So I have to create N threads only once and keep them synchronized with the main one (using: mutex, shared_mutex, condition_variable, atomic, etc.). It appeared to be quite difficult task for such common and clear situation (in order to make everything really safe and fast). Sticking with it during days I have a feeling of "inventing a bicycle"...
Update 1: calculate(x) and calculate(y) can (and should) run in
parallel
Update 2: std::atomic::fetch_add (or smth.) is more preferable
than queue (or smth.)
Update 3: extreme computations (i.e. millions of "outer" calls and hundreds of "inner")

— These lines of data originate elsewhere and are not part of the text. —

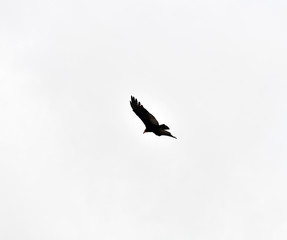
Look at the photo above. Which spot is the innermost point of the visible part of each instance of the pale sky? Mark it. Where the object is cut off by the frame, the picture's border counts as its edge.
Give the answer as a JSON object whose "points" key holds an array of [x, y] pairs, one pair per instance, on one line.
{"points": [[74, 163]]}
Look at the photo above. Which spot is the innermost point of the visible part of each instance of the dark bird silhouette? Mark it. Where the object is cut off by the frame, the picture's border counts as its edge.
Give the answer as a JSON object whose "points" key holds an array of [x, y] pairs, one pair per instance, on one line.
{"points": [[148, 119]]}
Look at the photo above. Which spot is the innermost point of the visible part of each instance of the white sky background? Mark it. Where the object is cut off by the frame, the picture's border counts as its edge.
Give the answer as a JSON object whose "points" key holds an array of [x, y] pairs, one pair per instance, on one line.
{"points": [[74, 163]]}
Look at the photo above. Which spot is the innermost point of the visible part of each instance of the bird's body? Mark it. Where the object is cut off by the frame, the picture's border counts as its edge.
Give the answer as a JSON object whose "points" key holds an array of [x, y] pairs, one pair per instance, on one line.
{"points": [[148, 119]]}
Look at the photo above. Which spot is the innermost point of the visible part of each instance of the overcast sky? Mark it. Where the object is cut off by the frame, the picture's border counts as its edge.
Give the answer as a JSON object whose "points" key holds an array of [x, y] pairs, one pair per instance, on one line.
{"points": [[74, 163]]}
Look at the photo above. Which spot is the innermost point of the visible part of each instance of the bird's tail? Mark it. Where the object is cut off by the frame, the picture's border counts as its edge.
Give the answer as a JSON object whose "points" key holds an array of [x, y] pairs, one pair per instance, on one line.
{"points": [[163, 126]]}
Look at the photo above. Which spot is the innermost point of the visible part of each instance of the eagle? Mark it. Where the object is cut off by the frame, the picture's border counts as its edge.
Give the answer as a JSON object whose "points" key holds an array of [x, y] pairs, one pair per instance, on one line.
{"points": [[149, 120]]}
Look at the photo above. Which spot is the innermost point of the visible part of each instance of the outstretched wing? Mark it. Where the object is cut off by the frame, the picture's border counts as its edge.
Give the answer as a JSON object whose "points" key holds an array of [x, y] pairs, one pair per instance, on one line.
{"points": [[147, 118]]}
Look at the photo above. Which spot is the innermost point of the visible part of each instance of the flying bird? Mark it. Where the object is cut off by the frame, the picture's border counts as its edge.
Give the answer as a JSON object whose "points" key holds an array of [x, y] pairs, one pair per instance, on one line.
{"points": [[148, 119]]}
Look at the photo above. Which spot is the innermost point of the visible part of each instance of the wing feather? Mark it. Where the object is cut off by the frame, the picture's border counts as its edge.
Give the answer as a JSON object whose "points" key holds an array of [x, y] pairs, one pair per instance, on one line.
{"points": [[147, 118]]}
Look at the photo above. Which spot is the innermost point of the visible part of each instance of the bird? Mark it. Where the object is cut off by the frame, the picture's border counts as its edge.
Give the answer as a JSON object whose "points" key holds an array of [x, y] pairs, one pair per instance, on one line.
{"points": [[149, 120]]}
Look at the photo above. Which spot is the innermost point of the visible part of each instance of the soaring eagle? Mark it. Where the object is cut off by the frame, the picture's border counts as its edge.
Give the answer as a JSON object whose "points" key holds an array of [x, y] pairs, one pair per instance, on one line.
{"points": [[148, 119]]}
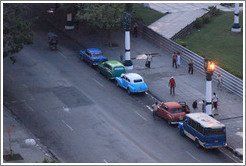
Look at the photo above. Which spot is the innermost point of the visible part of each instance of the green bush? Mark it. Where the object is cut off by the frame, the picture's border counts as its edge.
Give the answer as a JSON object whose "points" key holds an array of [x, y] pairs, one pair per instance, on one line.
{"points": [[180, 42], [198, 23], [206, 19]]}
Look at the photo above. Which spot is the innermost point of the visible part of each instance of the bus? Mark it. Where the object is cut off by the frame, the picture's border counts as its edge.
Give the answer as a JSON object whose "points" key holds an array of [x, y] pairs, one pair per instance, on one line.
{"points": [[206, 131]]}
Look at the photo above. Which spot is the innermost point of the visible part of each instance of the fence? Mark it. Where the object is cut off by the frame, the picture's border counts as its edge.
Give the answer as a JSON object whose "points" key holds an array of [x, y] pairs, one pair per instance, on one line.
{"points": [[230, 82]]}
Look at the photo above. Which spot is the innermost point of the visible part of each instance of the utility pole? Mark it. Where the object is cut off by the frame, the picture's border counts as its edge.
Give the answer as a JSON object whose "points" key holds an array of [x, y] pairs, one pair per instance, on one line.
{"points": [[235, 26], [209, 69], [127, 27]]}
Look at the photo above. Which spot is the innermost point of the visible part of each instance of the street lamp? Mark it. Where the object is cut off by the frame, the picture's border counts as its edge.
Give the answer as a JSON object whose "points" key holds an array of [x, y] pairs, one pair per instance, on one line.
{"points": [[209, 68]]}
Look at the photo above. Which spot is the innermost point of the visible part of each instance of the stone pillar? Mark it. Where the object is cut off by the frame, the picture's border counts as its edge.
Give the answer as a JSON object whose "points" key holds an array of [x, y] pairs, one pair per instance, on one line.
{"points": [[235, 26]]}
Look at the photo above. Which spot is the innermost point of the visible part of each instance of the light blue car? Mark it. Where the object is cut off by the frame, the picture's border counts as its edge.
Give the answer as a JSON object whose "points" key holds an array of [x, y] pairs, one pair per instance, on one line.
{"points": [[132, 82]]}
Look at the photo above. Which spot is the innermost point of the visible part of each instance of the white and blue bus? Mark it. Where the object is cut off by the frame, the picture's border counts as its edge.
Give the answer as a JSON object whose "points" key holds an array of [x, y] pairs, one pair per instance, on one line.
{"points": [[204, 130]]}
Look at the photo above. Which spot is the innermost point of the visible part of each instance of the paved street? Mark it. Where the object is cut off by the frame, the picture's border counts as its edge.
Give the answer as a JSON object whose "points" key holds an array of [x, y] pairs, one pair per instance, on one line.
{"points": [[83, 118]]}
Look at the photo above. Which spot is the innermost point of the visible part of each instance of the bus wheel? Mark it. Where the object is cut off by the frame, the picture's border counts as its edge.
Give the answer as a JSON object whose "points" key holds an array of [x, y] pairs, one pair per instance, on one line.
{"points": [[197, 143]]}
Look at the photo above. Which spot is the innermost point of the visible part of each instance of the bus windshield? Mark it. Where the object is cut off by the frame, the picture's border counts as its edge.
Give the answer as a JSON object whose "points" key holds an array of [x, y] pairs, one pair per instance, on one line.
{"points": [[215, 131]]}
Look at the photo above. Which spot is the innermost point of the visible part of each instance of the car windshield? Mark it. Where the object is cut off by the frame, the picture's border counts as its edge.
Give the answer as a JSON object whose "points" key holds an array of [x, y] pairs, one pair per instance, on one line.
{"points": [[119, 68], [138, 80], [176, 110]]}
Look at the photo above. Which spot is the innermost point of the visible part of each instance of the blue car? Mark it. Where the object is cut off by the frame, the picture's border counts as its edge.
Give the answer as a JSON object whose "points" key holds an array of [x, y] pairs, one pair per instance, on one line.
{"points": [[93, 56], [132, 82]]}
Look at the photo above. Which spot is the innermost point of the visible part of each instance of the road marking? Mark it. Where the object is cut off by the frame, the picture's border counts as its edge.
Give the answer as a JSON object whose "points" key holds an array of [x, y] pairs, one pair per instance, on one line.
{"points": [[29, 107], [98, 82], [62, 54], [192, 156], [67, 125], [140, 116], [149, 108], [10, 77]]}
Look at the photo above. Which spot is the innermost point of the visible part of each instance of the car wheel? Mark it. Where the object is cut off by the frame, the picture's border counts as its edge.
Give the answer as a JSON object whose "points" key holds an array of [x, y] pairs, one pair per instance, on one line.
{"points": [[181, 132], [197, 143], [128, 91]]}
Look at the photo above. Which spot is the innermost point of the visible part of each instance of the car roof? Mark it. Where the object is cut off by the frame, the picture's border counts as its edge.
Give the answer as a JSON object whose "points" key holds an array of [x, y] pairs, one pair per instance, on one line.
{"points": [[172, 104], [114, 63], [205, 120], [133, 76], [94, 50]]}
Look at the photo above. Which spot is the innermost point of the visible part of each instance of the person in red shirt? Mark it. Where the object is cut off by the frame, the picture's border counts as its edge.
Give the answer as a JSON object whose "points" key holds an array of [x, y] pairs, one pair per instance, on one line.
{"points": [[172, 85], [175, 59]]}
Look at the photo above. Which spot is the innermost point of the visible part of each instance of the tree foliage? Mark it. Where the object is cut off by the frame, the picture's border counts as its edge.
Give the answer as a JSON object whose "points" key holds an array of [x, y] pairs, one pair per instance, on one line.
{"points": [[16, 31], [107, 16]]}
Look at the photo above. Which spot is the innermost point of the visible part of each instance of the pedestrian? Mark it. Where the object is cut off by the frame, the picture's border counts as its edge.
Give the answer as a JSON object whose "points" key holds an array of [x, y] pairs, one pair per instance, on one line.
{"points": [[174, 57], [194, 105], [12, 58], [172, 85], [148, 60], [178, 59], [190, 64], [219, 79], [203, 106], [135, 30], [215, 102], [155, 107]]}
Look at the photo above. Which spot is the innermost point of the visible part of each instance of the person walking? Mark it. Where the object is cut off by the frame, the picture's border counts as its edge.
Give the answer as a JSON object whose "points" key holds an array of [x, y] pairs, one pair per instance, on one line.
{"points": [[219, 79], [148, 60], [190, 64], [215, 102], [178, 59], [172, 85], [174, 57], [155, 107]]}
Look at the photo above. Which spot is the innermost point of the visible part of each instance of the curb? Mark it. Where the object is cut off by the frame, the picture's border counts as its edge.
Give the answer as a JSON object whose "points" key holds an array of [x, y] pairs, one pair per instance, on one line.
{"points": [[236, 153]]}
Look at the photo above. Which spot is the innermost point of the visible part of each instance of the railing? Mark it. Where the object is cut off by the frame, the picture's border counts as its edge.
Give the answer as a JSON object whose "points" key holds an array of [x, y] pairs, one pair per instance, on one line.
{"points": [[230, 82]]}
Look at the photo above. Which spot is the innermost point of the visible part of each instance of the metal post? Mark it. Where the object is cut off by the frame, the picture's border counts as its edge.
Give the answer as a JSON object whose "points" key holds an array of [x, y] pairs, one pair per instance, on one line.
{"points": [[236, 26]]}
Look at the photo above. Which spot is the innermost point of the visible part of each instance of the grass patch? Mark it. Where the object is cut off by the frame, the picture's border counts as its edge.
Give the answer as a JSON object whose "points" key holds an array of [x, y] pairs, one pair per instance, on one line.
{"points": [[145, 14], [216, 41]]}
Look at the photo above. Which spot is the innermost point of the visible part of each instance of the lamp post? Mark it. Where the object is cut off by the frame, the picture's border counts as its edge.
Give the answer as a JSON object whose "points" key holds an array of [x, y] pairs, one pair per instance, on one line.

Update 4: calculate() changes internal object's data without returning a value
Intermediate solution
For some reason "async + wait" is much faster then "create + join" threads. So these two examples make 100% speed increase:
Example 1
for (...)
{
const size_t count = ...
future<void> execution[cpu_cores];
for (size_t x = 0; x < cpu_cores; ++x)
{
execution[x] = async(launch::async, ref(*this), x, count);
}
for (size_t x = 0; x < cpu_cores; ++x)
{
execution[x].wait();
}
}
void operator()(const size_t x, const size_t count)
{
for (size_t i = x; i < count; i += cpu_cores)
{
calculate(i);
}
}
Example 2
for (...)
{
index = 0;
const size_t count = ...
future<void> execution[cpu_cores];
for (size_t x = 0; x < cpu_cores; ++x)
{
execution[x] = async(launch::async, ref(*this), count);
}
for (size_t x = 0; x < cpu_cores; ++x)
{
execution[x].wait();
}
}
atomic<size_t> index;
void operator()(const size_t count)
{
for (size_t i = index.fetch_add(1); i < count; i = index.fetch_add(1))
{
calculate(i);
}
}
Is it possible to make it even faster by creating threads only once and then synchronize them with a small overhead?
Final solution
Additional +20% of speed increase in comparison to std::async!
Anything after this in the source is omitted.